En la tumbona de la derecha una mujer (mediana edad, bañador rojo sangre, pelo castaño, toalla negra) lee un libro de Stephen King. Aprovechando que lo deja unos instantes en el suelo para beber unos sorbos de líquido verde de una botella, miro el título: Misery. Ah, me digo, esa novela, convertida también en película, en la que la fan de un narrador de éxito, aprovechando que éste ha tenido un accidente de coche cerca de su casa aislada en el campo, le secuestra para obligarlo a escribir para ella. Cuando el escritor se va recuperando de sus heridas, ella, la lectora feroz, la lectora salvaje, para no privarse de su diversión, se las provoca de nuevo: en la película rompiéndole los huesos de la pierna con un martillo; en la novela cortando uno a uno los dedos de sus pies. ¡Qué horror estar leyendo eso en la piscina, medito, mientras me levanto para darme una ducha y hacer unos largos!

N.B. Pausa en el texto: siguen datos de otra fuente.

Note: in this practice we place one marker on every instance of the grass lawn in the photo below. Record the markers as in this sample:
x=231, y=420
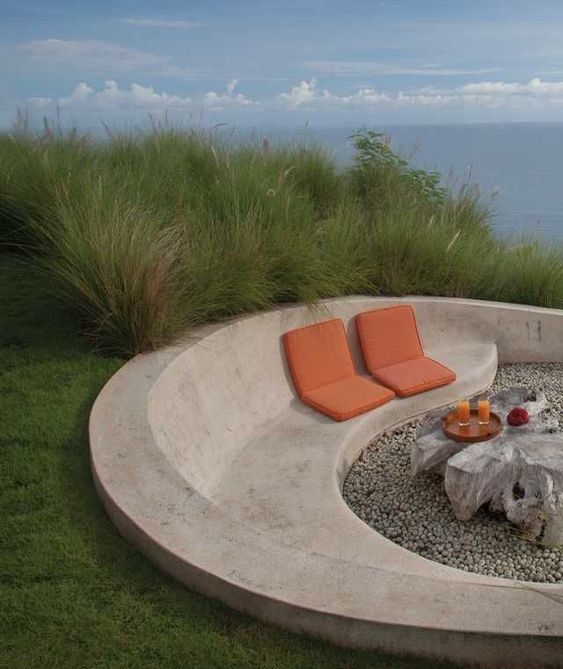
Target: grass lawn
x=73, y=593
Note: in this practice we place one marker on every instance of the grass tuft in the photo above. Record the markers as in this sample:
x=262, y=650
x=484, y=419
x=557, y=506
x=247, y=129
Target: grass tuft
x=147, y=234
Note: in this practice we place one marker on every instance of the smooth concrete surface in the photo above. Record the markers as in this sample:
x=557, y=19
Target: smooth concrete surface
x=205, y=459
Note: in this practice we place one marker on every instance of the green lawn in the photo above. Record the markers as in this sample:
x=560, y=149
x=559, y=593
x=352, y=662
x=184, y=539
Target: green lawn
x=73, y=593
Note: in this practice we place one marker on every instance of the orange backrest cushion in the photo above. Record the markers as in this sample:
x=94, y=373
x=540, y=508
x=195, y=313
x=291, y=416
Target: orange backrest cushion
x=388, y=336
x=318, y=354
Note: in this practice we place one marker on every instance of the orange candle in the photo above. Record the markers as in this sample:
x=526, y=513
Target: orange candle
x=484, y=412
x=463, y=412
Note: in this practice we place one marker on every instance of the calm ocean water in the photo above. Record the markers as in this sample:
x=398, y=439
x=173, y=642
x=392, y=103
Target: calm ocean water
x=522, y=163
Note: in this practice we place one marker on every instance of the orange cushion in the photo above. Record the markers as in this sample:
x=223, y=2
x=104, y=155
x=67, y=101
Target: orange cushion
x=348, y=397
x=318, y=354
x=323, y=372
x=414, y=376
x=388, y=336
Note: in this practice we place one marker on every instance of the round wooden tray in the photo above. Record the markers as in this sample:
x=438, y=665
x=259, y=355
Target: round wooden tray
x=473, y=432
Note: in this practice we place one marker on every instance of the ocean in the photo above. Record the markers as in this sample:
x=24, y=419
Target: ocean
x=517, y=166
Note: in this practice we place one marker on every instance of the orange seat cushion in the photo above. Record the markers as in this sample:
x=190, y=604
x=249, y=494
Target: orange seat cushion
x=414, y=376
x=348, y=397
x=388, y=336
x=393, y=351
x=323, y=373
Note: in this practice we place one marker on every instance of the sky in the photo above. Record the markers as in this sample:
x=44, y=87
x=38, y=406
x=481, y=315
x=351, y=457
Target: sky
x=281, y=63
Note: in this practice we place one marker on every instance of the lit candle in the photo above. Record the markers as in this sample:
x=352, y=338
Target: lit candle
x=484, y=412
x=463, y=412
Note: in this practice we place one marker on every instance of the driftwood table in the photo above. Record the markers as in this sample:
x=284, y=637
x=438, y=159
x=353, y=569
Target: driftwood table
x=520, y=471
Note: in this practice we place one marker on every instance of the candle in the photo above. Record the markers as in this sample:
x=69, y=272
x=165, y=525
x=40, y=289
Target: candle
x=484, y=412
x=463, y=412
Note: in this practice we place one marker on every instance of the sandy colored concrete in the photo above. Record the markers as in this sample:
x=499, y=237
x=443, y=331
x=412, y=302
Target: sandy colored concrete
x=205, y=460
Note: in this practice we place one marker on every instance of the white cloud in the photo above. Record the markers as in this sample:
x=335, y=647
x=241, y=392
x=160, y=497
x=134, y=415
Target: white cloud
x=363, y=68
x=534, y=88
x=137, y=97
x=492, y=94
x=162, y=23
x=99, y=57
x=535, y=94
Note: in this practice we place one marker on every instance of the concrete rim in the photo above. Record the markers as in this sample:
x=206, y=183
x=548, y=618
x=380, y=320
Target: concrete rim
x=396, y=601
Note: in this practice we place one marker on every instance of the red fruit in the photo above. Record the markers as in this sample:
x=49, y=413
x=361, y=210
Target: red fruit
x=517, y=416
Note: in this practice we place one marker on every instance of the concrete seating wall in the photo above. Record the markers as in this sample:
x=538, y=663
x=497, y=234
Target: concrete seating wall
x=205, y=459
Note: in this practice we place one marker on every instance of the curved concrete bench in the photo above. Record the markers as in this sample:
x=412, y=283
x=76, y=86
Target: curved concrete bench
x=205, y=459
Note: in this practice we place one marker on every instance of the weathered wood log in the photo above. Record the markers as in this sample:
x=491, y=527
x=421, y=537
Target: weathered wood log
x=519, y=472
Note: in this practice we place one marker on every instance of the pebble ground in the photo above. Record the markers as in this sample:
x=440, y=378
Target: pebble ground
x=416, y=514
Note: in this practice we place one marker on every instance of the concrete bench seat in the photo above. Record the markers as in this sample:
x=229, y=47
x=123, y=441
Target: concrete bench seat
x=207, y=461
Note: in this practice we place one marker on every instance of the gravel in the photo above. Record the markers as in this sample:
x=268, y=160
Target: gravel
x=416, y=514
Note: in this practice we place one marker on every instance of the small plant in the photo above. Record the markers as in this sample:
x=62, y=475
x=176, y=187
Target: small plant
x=373, y=155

Al regresar a mi hamaca veo que en la de mi izquierda hay un señor (mediana edad, bañador azul desvaído, pelo rubio, toalla pistacho) leyendo Almas muertas, una obra maestra del siglo XIX escrita por el ruso Gogol. En ella un hombre va comprando siervos fallecidos sobre los cuales sus propietarios, al no estar actualizado el censo, tienen que seguir pagando impuestos para, una vez reunido un número significativo de ellos, poder pedir a cuenta de ellos un préstamo al Estado y así enriquecerse. Un timo sencillo, aunque macabro, que seguro que envidian los miles de políticos encausados en España por arduos casos de corrupción, si es que alguno de ellos, vendedores y cobradores de humo profesionales, no se ha inspirado en este libro para sus fechorías.

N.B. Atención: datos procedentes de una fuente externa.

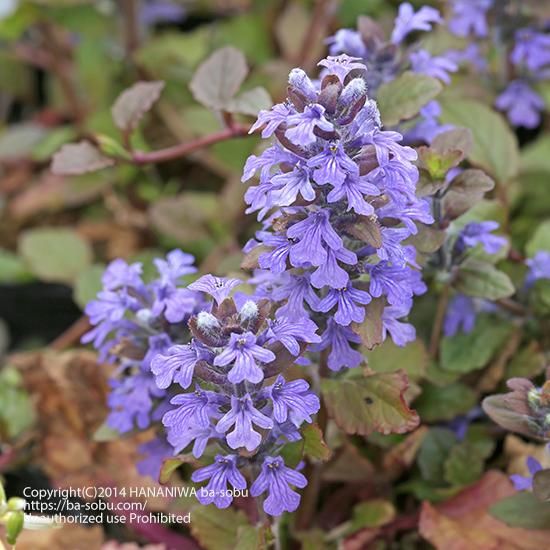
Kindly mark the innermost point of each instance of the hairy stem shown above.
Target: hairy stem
(183, 149)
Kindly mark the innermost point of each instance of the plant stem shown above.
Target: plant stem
(313, 472)
(437, 327)
(183, 149)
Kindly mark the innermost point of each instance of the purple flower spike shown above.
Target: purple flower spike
(224, 471)
(524, 483)
(311, 233)
(539, 267)
(522, 104)
(276, 478)
(217, 287)
(408, 21)
(302, 125)
(290, 333)
(469, 16)
(243, 415)
(293, 401)
(341, 65)
(338, 339)
(243, 350)
(195, 409)
(176, 366)
(349, 301)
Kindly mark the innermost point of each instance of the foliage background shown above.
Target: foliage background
(63, 63)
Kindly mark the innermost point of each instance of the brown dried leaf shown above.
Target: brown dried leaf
(79, 158)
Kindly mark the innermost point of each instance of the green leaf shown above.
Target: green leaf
(19, 140)
(527, 363)
(437, 163)
(540, 240)
(541, 485)
(17, 411)
(375, 403)
(535, 157)
(371, 514)
(55, 254)
(465, 191)
(189, 217)
(483, 280)
(464, 464)
(88, 284)
(133, 103)
(252, 537)
(217, 529)
(467, 352)
(433, 453)
(412, 358)
(437, 403)
(79, 158)
(218, 79)
(105, 433)
(314, 444)
(371, 329)
(251, 102)
(12, 268)
(403, 97)
(495, 147)
(522, 510)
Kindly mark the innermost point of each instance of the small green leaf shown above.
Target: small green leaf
(433, 453)
(402, 98)
(12, 268)
(55, 254)
(465, 191)
(522, 510)
(88, 284)
(371, 329)
(540, 240)
(133, 103)
(495, 147)
(250, 102)
(13, 522)
(467, 352)
(375, 403)
(464, 465)
(412, 358)
(541, 485)
(79, 158)
(437, 403)
(218, 79)
(483, 280)
(371, 514)
(314, 444)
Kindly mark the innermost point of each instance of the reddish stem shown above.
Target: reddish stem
(183, 149)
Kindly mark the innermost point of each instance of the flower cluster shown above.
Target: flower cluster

La señora de mi derecha me mira de reojo. Debe de haberse dado cuenta de mi interés, que es probable que confunda y crea que está enfocado no al libro sino a sus firmes muslos bronceados. Mientras no sea lectora de poesía, género al que soy fatalmente proclive, estoy a salvo de lo que pudiera estar maquinando, inspirada por el señor King, hacerme una vez seducido, convencido para acompañarla a su casa, drogado y atado a un somier de muelles con cadenas de barco. El señor de mi izquierda, por su parte, también parece haberse fijado en mí: quizás esté valorando la posibilidad de que yo sea un alma muerta, alguien con pie y medio en la tumba como mínimo, para, una vez adquirida a buen precio (o incluso gratis, como pasa en ocasiones en la historia de Gogol) y sumada a otras parecidas a la mía, meterse un buen puñado de euros en el bolsillo defraudando a alguna institución untada de antemano o ingenua por naturaleza.

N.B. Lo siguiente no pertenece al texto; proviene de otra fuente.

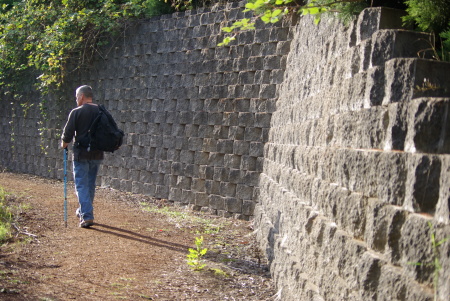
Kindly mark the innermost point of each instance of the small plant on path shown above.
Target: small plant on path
(435, 263)
(194, 258)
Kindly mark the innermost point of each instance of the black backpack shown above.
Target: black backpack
(103, 133)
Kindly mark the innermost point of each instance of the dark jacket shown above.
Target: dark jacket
(78, 123)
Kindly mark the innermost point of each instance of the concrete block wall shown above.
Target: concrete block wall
(335, 140)
(357, 165)
(196, 116)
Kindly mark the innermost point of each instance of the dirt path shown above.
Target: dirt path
(130, 254)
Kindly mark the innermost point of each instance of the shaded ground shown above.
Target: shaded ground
(136, 251)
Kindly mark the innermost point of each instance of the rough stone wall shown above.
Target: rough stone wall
(357, 164)
(330, 132)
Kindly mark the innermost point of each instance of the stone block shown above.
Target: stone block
(241, 147)
(369, 271)
(217, 202)
(415, 246)
(212, 187)
(422, 183)
(443, 207)
(373, 19)
(233, 205)
(256, 149)
(428, 123)
(244, 192)
(201, 199)
(174, 194)
(187, 156)
(392, 172)
(236, 133)
(209, 145)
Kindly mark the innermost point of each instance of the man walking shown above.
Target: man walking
(85, 163)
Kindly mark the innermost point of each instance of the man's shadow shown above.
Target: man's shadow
(139, 237)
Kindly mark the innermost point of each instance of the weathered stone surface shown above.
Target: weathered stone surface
(334, 139)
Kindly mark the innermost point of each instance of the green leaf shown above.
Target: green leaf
(317, 20)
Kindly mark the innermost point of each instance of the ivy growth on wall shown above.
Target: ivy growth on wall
(38, 37)
(424, 15)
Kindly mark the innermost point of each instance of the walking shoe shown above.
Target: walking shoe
(86, 224)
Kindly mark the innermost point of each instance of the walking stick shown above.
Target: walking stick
(65, 186)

Cada vez más inquieto por mis compañeros de piscina, que parecen haberse puesto de acuerdo para curvarse sobre mí como si fueran las dos partes de un paréntesis para atraparme dentro de él, me acuerdo de pronto de que yo también tengo un libro en mi bolsa. Lo saco y le doy varias vueltas para que ambos puedan fijarse bien en cuál es: se trata de una historia de la ópera (la de Jesús Trujillo Sevilla), algo que les desconcierta lo suficiente como para permitirme zafarme de su abrazo invisible y bajar corriendo las escaleras hacia la calle. Porque si me gusta la ópera, pienso que piensan, ni puedo ser un escritor de best sellers digno de ser secuestrado ni puedo estar lo suficiente muerto como para ser comprado. Uf. Y para que luego digan que leer es bueno.